If the weather is bad. I’m sure the coffee and cake stop happens sooner, the walk will be sheltered, and there are a few more jumpers and scarves. But off they go. One of them, who I only know as Jim, takes a video camera of the weather if it is good and then edits it and puts it to music.

He gave us a copy as the patient and I very often chat about the walks, the wildlife they have seen, the adventures they have had…. Coming across a lady and her pal who had fallen in the heather, one has broken her leg, another time one got bitten by a snake, being run over by a mad cyclists on the tow path (their Chris Hoy moment) and then there’s the caravan……a rundown caravan on the side of the loch where a man is building his own house, He has been building it for thirty years and it doesn’t seem to be getting anywhere.
I have told him he should write a small book. The walks are official and guide book walks, in the  gentle section,  but he should write a companion book for them, so people could go and follow in their footsteps.

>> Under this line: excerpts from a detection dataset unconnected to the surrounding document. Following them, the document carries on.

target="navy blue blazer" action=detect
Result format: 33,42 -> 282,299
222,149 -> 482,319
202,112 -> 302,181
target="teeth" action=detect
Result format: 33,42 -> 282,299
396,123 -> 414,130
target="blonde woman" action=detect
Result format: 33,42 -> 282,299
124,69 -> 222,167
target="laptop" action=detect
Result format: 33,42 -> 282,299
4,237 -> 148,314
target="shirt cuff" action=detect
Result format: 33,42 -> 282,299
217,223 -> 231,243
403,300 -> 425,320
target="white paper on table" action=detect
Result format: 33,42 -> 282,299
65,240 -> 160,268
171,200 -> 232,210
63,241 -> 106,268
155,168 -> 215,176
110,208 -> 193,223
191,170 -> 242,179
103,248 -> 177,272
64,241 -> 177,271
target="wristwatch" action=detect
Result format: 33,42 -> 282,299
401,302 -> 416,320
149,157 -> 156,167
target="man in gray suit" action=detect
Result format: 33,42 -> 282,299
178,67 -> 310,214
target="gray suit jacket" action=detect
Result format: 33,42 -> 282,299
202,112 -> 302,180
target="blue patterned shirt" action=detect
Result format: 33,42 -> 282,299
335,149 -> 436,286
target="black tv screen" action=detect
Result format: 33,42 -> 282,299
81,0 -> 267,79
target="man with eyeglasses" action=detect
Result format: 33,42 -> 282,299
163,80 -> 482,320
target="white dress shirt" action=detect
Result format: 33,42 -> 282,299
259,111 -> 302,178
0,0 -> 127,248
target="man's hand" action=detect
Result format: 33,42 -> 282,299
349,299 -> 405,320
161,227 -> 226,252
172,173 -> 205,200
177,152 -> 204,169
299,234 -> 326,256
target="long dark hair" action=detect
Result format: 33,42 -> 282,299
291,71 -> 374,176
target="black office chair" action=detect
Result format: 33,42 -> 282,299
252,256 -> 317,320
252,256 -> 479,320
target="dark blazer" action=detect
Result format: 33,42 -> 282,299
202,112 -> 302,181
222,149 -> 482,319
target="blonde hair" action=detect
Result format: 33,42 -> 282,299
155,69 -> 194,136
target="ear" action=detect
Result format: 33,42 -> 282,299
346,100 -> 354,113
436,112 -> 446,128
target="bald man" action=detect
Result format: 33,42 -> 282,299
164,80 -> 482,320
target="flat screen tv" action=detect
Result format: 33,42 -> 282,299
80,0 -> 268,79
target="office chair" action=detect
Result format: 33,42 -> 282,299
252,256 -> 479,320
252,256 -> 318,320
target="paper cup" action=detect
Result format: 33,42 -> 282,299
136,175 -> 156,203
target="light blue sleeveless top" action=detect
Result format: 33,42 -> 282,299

One of their walks is round Ross Priory.
It sits near the village of Gartocharn on the south-west shores of Loch Lomond. Technically the building is owned by Strathclyde University.]The setting is stunning, and more importantly, its open for lunch and dinner, with beautiful views over the loch, the Luss hills and Ben Lomond.
Even in bad weather, it’s rather impressive. Which is handy.

The building is 18th century and much of the house is by the architect James Gillespie Graham (1775-1855) who was obviously fond of a Gothic touch.
 Like most old Scottish houses, including mine, it has a ghost. It also has a curse ( mine doesn’t).
A Buchannan of Ross Priory gave a Jacobite shelter then clyped on him to the government.

 On a more literary note, Sot Walter Scott wrote much of the "The Lady of the Lake” here and his novel "Rob Roy" was penned while he was sitting in what is now called ‘The Scott room.
On a sporting note, the house stands in 173 acres and has its own 9 whole golf course.

 Caro Ramsay 6th December


  1. Beautiful to look at, but I don't think I'd want to pay the heating bill...

  2. What's the summer wine folks attitude toward accepting auxiliary members from the colonies?